Have you heard of Tech Neck? Evidently this is a thing, and it’s because we’re slumped over our phones so much that it’s wreaking havoc on our necks, backs, and yep, neck skin. In addition to turning our brains to mush and ruining our eyesight, our stupid phones and gadgets are giving us neck wrinkles! This June 2016 Shape article on Tech Neck did very little to make me feel better, mainly because it suggested Botox and there is no way I’m doing an experiment on my neck by voluntarily paralyzing it. I need my neck for lots of activities, thank you very much.
The article also offered up the suggestion of a few neck creams, including StriVectin TL Advanced Tightening Neck Cream, and at $95 for 1.7 ounces, I might be willing to move my budget around and take a break from the ridiculously expensive face cream I use (the same one that JLo uses on her entire body! Did I mention I’m trying to age gracefully?). As vain as it may seem, I just might be willing to buy StriVectin to give my poor neck a little love.
In 2006, the hilarious Nora Ephron wrote a terrific book of funny essays titled, “I Feel Bad About My Neck.” The neck essay is hysterically funny as long as you aren’t experiencing neck issues. Smack dab in the middle of it is the sentence I dreaded reading,
“According to my dermatologist, the neck starts to go at forty-three, and that’s that.”
Given that I’m 44, I suppose I should be glad I got an extra year of normal neck, but that is hardly comforting. Ephron’s essay also notes “Our faces are lies and our necks are the truth. You have to cut open a redwood tree to see how old it is, but you wouldn’t have to if it had a neck.”

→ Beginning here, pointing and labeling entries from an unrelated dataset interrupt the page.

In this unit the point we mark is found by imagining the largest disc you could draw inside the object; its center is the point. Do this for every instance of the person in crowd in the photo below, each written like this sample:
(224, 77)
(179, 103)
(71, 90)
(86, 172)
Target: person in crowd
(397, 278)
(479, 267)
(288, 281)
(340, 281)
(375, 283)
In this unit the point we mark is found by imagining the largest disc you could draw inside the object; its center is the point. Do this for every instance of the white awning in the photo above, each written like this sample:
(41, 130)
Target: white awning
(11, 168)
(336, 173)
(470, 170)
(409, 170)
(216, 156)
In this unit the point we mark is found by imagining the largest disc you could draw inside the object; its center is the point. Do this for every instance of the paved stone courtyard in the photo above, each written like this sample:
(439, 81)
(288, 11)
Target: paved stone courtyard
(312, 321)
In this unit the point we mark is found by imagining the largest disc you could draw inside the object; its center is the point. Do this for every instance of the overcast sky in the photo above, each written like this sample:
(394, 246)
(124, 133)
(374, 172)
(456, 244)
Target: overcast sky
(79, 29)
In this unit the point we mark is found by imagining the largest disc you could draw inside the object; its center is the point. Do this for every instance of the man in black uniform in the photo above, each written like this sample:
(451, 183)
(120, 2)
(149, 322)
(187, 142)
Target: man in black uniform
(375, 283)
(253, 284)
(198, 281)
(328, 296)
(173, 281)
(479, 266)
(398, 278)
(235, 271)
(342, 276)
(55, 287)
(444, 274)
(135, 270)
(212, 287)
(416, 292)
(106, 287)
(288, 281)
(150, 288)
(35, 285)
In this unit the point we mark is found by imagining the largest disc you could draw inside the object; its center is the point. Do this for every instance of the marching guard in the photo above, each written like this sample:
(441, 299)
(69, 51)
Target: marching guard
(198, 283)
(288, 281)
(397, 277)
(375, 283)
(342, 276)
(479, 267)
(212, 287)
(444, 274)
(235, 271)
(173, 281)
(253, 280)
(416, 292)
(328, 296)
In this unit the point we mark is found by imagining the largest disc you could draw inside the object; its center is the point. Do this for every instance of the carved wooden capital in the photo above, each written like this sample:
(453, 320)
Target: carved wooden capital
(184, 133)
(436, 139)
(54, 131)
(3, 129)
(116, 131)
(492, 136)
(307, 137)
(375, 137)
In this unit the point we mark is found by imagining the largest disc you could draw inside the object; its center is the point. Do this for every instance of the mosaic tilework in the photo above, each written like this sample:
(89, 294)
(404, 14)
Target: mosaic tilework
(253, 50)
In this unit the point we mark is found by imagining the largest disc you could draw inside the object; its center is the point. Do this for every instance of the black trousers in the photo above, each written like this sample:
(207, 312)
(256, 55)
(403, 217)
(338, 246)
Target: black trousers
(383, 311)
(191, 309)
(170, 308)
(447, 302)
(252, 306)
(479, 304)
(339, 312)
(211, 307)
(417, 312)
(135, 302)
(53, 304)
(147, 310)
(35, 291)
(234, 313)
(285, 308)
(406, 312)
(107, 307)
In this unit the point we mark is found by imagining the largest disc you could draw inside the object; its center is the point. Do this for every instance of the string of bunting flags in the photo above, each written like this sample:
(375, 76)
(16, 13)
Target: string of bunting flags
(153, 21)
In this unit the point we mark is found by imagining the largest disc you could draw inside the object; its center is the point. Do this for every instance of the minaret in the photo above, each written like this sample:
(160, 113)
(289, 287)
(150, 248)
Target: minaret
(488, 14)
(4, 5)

Well, this certainly explains French women to me. I have forever been fascinated with their ability to wear scarves year-round and look so fantastic. French women are the reason I have a drawer full of scarves. Little did I know they’re also magically covering up their redwood trees. Brilliant!
With the new realization that I have a case of Tech Neck and a side of good old fashioned aging, until I shell out $95 for the StriVectin and figure out how to add this to my list of things I hope to be graceful about, don’t be surprised if I start rocking a LOT of scarves.